To summarize, Netskope seems like the type of ideal company we are looking for - great product, great technology roadmap, great execution, great investors, and great founders and culture. Culture has been the missing component for lots of successful companies that later turned legacy and stopped growing. It is very rare to find a company with a great culture. ABNB is a strange outlier in the hospitality space, whereby the founders are obsessed with building the best culture. Netskope’s founder is a deep thinker and a extremely long-term strategist who has been working in the industry for more than two decades. We believe his insights are super important for a successful long-term cybersecurity company that won’t repeat the legacy stories of MCFE, Symantec, CSCO and others. Netskope, along with various visionary competitors like PANW, NET, and FTNT stepping up to the game, we believe ZS is not a easy long-term winner in the ZTNA, SWG, cloud security, and SASE space.
Fundraising & Future IPO
Netskope has more than 1500 customers, up 80% YoY. It services a quarter of the Fortune 100, and it is achieving triple-digit revenue growth. Its latest valuation is $7.5bn, up from $3bn last year. It raised $300m in the latest funding round from multiple investors. The deal was oversubscribed and the company is stuffed with excess cash.
From a broader business perspective, Beri will be working towards his goal of building "the most impactful cybersecurity company in the world". The executive noted this is the firm's last private investment round and that an IPO is well on the horizon.
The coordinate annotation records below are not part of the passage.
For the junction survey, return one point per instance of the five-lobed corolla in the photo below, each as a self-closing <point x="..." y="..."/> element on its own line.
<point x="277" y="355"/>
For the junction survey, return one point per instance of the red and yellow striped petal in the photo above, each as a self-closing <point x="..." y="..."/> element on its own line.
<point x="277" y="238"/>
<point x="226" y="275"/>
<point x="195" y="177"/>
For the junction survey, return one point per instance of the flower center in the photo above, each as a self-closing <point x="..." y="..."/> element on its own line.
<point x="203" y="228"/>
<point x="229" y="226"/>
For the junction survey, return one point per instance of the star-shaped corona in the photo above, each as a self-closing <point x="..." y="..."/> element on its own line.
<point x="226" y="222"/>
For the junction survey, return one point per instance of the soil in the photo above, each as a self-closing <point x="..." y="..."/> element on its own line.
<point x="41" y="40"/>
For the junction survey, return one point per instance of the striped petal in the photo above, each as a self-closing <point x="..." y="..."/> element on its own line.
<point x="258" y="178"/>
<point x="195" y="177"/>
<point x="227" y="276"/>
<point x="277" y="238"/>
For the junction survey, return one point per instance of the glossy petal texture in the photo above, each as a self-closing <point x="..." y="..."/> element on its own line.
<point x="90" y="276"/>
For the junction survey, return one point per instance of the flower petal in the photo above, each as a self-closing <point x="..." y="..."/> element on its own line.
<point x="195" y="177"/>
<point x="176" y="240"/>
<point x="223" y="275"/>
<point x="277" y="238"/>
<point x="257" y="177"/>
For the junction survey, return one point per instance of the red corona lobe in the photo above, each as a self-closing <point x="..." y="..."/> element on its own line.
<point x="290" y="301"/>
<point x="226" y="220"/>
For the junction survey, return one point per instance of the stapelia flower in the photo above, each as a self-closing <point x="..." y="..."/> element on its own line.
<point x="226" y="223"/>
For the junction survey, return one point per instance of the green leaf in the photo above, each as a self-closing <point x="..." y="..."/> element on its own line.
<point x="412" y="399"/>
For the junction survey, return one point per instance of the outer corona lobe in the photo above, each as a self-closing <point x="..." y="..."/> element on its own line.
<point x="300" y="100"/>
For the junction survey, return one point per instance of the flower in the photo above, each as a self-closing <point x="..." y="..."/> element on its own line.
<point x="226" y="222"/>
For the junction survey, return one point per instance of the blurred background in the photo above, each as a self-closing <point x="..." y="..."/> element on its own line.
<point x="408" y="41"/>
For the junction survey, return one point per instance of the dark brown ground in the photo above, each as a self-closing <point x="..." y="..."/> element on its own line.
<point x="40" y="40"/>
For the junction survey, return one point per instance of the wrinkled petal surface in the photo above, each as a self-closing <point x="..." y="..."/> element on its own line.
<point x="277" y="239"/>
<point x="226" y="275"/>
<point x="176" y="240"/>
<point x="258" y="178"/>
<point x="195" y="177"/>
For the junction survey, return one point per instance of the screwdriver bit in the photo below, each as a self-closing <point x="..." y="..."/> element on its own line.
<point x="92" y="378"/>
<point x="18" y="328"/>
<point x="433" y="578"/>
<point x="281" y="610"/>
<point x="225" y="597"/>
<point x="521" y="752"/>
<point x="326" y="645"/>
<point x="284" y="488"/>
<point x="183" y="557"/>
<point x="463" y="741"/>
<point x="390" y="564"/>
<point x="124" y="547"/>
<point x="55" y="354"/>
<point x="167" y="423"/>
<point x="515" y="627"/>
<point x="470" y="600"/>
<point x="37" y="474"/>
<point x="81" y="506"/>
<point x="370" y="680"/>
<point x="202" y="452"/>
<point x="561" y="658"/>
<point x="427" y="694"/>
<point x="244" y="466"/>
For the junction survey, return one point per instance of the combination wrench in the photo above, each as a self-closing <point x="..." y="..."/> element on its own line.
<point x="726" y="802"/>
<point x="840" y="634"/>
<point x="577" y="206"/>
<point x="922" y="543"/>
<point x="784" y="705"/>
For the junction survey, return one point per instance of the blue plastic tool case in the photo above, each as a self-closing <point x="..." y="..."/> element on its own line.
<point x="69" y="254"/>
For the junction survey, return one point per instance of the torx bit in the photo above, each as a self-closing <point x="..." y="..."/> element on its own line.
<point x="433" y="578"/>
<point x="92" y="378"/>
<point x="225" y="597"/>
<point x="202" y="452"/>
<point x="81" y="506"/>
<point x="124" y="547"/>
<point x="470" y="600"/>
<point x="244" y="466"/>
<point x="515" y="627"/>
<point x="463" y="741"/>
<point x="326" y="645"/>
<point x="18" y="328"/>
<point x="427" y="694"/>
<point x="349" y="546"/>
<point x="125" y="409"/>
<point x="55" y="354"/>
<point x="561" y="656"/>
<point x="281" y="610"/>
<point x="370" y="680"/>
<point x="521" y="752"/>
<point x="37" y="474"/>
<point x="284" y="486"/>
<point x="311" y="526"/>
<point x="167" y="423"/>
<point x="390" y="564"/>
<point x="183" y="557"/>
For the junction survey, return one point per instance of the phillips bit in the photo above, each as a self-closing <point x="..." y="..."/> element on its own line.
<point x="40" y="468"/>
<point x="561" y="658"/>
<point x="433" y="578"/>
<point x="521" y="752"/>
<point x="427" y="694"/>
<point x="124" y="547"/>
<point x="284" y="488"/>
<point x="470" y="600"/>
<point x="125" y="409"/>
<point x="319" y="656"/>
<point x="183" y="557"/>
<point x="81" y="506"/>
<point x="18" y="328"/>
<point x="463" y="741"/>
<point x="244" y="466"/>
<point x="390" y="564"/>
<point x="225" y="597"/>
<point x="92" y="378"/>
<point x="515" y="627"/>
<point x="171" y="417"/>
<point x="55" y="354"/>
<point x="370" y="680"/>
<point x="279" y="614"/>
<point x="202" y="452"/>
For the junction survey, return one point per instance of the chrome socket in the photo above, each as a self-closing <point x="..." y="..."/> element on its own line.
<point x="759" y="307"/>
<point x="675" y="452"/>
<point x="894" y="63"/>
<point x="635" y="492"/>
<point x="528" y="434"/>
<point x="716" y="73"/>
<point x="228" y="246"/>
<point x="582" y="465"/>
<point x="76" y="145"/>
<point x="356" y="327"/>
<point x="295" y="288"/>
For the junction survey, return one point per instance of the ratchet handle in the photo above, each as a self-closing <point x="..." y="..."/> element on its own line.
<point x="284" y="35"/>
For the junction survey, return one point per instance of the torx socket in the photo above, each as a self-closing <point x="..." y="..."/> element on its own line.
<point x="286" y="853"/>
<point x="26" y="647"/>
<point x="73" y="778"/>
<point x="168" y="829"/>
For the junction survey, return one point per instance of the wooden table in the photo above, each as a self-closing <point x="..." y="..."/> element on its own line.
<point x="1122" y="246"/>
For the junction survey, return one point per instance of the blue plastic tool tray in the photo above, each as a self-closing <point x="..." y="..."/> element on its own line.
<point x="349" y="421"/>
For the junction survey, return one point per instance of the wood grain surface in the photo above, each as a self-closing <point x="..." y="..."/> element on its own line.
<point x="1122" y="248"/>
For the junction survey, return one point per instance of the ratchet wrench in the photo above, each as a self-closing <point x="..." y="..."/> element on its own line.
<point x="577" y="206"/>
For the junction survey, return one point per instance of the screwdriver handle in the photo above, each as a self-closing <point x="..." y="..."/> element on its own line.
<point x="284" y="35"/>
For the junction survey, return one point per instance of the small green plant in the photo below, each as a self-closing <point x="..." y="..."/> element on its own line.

" The reality is that we could go public today, however we don't need to do that for capital reasons. Our brand awareness has been growing increasingly, but it is our path to be a public company in the future", said the entrepreneur, adding he is yet to decide whether to list on Nasdaq or NYSE: "It will be whichever has the largest implementation of Netskope".
We believe Netskope will go public sometime in the next 1-2 years as the company has gone through 11 rounds of financing, including 3+ rounds of secondary financing whereby employees sell shares to outside institutional investors. Beri has insisted that staying private for longer will continue to allow Netskope to focus on R&D and growth without the short-termism profit taking. We believe this is another sign from founders looking to build a great company. However, given the CFO and various chief executives having been appointed, in regards to corporate governance, Netskope seems to be ready for the IPO. Furthermore, as the company ages, the liquidity demand from employees will inevitably grow stronger. Thus, we believe Netskope should be a sure cloud security winner with a deep moat, and it is a core name for cybersecurity investors to watch in the future.